A University of Florida student who was home for Easter weekend photographed two whales about a mile and a half off this Florida Panhandle resort city while fishing Friday.
"One was about twice as big as the other," Chris Cramer said Wednesday. "They were moving at a good clip, too."
Cramer provided the photographs to The News Herald of Panama City, which forwarded them to Pete Sheridan, director of the National Marine Fisheries Service laboratory here. They then were sent to whale experts inside and outside the agency, who recognized the animals as right whales, probably a female and her calf.
With only 300 or so animals remaining, right whales are considered the world's most endangered whales.
The sighting prompted the National Marine Fisheries Service on Wednesday to issue a notice to the boating public to be on the lookout for the whales and to report any sightings.
"We do have some concern for the animals," said Blair Mase, a National Marine Fisheries Service biologist. "We would like to monitor them. We are interested in possibly tagging them. That will allow us to keep a close eye on them."
The whales did not appear to be in distress and seemed to be heading southeast, Cramer said. A day after his encounter, a friend spotted a pair of whales 35 miles offshore but did not have camera, so it was unclear they were the same two, he said.

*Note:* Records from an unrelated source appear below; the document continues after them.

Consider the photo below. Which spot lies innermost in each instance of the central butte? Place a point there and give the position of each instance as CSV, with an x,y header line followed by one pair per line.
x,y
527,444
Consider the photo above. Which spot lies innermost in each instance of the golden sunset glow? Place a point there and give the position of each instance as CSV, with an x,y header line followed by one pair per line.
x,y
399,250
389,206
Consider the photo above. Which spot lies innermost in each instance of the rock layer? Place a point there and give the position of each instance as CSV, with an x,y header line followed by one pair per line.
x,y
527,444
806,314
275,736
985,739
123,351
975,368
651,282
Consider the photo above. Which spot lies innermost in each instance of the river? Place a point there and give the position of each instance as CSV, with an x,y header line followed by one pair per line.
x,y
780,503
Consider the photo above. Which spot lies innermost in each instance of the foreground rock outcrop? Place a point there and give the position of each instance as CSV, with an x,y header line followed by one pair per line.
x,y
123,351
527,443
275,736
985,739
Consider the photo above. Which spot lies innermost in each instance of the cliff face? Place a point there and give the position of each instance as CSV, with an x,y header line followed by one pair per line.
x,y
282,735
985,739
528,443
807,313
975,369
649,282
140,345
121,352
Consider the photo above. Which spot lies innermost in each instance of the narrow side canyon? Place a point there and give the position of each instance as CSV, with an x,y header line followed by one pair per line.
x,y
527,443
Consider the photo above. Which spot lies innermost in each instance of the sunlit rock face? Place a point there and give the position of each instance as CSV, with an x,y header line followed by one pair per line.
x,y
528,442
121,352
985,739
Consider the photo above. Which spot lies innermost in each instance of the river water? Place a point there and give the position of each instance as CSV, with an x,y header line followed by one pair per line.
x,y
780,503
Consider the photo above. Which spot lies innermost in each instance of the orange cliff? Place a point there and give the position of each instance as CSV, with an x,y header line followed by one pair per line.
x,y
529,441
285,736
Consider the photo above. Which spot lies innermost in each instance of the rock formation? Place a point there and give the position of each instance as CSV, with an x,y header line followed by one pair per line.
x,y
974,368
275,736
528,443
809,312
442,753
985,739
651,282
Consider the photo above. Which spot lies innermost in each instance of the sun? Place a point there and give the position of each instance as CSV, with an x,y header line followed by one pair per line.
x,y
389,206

Mase said a whale sighting also has been reported in Pensacola Bay, about 100 miles west of here, in recent days.
A very rare sighting
The last right whale sighting in the gulf was during the 1970s, and there have been only a half-dozen since the 1950s, said Amy Knowlton, a research scientist in Boston with the New England Aquarium's North Atlantic Right Whale Research Project.
"It's very rare," she said. "They don't really like real warm water , but they can handle it."
Female right whales travel to southern waters in winter and deliver calves there, but they typically remain in the Atlantic Ocean off the Florida and Georgia coasts. They generally start to head back north in mid-to-late March.
Knowlton said a team of observers monitoring right whales off Florida and Georgia wrapped up its work in late March, believing the last of the animals had started the return trip north.
She was unsure what may have led the whales into the gulf because it is difficult to find the small crustaceans they feed on there. It might be a sign of trouble, she said.